On Updating a Book (Webdesign mit CSS, 2nd Edition)
I’m still working on the second edition of Webdesign mit CSS (in German, estimated release in August). And I can say: I like this work, though updating a book is more challenging than starting from scratch. It looks like less work at first, but that work is different.
Some changes in the next edition:
- general content and didactics revision,
- several refreshed layouts bringing more eye candy,
- four new designs crafted by Ingo Helmdach,
- improved accessibility, largely referring to scalability and contrast (some problems will persist and are even intended, though—those are noted),
- revised user agent support—support for Internet Explorer 5 has been dropped while IE 7 and Firefox 2 join in (remember that the first edition has been written in the beginning of 2005),
- several complementary updates including:
- different common DTD (surprise!),
- fewer entity references (replaced by corresponding characters),
- better typography (not only improving readability and scannability, but also meaning the correct use of characters like dashes and ellipses),
- more specific font size definitions,
- an additional preface, by a well-known web dev magician (another surprise!),
- a new, fresh book layout, and an
index of all HTML elements proposed since 1992.
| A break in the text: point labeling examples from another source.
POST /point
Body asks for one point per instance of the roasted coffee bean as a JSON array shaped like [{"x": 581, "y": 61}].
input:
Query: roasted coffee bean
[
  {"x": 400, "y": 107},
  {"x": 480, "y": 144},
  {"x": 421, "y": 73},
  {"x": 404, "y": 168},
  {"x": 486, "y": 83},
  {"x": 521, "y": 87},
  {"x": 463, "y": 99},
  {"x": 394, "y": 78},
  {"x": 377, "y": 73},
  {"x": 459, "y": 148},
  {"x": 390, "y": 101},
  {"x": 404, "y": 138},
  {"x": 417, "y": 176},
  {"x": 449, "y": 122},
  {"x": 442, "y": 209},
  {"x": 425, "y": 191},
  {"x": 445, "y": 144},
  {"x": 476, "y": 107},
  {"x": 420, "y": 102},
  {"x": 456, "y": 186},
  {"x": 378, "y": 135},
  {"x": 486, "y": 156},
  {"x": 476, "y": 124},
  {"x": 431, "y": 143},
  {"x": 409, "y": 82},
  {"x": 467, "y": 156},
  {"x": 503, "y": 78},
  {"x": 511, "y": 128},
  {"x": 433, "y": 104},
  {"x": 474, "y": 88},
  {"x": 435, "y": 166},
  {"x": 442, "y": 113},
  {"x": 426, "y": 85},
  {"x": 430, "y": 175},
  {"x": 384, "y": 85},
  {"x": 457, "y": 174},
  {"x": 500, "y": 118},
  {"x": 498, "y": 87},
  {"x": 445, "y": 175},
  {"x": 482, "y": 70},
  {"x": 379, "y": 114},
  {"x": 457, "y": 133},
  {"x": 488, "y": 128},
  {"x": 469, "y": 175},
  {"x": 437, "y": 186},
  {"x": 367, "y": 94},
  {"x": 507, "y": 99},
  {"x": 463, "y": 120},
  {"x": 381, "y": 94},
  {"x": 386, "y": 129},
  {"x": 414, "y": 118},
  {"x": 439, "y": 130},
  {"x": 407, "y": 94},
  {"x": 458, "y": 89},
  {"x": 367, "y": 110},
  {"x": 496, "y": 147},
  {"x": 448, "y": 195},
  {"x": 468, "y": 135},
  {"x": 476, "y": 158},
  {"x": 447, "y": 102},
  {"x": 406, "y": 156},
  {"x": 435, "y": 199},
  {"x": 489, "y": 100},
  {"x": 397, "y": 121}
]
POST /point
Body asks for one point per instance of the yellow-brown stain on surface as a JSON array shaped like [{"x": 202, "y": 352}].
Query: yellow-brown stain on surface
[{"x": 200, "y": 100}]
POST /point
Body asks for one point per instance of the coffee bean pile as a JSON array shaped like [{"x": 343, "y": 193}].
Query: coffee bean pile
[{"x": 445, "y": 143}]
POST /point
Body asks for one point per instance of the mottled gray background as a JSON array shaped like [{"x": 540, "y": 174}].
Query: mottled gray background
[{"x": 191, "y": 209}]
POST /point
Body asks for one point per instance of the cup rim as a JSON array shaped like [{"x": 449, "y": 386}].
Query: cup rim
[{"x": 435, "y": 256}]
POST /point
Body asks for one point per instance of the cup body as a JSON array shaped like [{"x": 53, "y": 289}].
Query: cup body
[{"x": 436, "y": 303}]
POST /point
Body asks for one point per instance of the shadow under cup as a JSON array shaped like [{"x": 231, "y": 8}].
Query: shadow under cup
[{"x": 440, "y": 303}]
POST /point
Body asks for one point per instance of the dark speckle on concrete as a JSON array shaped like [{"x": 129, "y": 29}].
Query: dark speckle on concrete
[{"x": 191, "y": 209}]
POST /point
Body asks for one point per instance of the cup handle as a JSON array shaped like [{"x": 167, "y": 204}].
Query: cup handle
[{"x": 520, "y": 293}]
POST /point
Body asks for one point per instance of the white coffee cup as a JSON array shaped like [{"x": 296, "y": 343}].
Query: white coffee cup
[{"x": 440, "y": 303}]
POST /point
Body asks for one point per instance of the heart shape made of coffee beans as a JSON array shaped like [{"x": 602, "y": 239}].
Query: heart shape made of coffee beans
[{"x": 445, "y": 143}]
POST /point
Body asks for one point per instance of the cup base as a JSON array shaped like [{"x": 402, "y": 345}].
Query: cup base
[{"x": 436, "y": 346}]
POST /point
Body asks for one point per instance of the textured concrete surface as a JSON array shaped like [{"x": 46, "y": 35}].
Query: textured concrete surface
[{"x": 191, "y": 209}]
If that’s no outlook for an updated CSS design book.
Sometimes I would have loved to start all over again as it’s more difficult to change the path once you’re moving (and we entered the highway more than two years ago). This affects certain methods and several designs but also things like coding guidelines—but what’s the cost of problem of personally “undesired” uppercase color values? From time to time I would have also liked to write more about information design, information architecture, or usability but that’s out of scope and not really critical in a CSS book.
The book will continue to promote a consistent, clean, and straightforward approach towards web standards. So while I still debate all things perfectionist, let’s look forward to the new Webdesign mit CSS!
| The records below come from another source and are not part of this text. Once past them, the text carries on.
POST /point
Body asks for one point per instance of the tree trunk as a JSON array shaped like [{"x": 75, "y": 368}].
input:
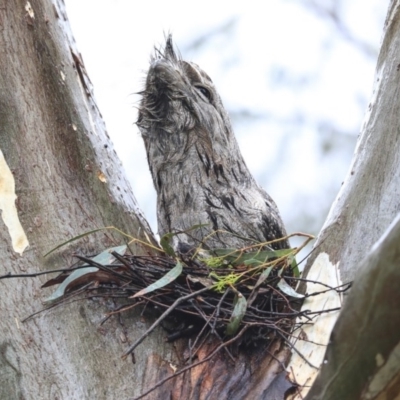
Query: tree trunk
[
  {"x": 360, "y": 361},
  {"x": 68, "y": 181}
]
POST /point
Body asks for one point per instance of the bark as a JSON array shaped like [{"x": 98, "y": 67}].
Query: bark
[
  {"x": 68, "y": 181},
  {"x": 55, "y": 143},
  {"x": 369, "y": 199},
  {"x": 361, "y": 360}
]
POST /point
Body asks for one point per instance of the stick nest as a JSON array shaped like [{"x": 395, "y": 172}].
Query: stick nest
[{"x": 224, "y": 292}]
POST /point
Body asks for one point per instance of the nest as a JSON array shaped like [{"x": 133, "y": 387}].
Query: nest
[{"x": 241, "y": 296}]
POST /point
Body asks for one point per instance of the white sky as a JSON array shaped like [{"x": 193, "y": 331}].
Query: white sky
[{"x": 303, "y": 80}]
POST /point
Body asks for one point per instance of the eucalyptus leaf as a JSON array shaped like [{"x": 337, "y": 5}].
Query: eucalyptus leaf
[
  {"x": 169, "y": 277},
  {"x": 238, "y": 257},
  {"x": 237, "y": 315},
  {"x": 104, "y": 258}
]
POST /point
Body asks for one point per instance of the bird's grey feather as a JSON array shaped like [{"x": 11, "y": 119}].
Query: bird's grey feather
[{"x": 197, "y": 168}]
I’m Jens Oliver Meiert, and I’m an engineering manager and author. I’ve worked as a technical lead for Google, I’m close to the W3C and the WHATWG, and I write and review books for O’Reilly. Other than that, I love trying things, sometimes including philosophy, art, and adventure. Here on meiert.com I share some of my views and experiences.
If you have questions or suggestions about what I write, please leave a comment (if available) or a message.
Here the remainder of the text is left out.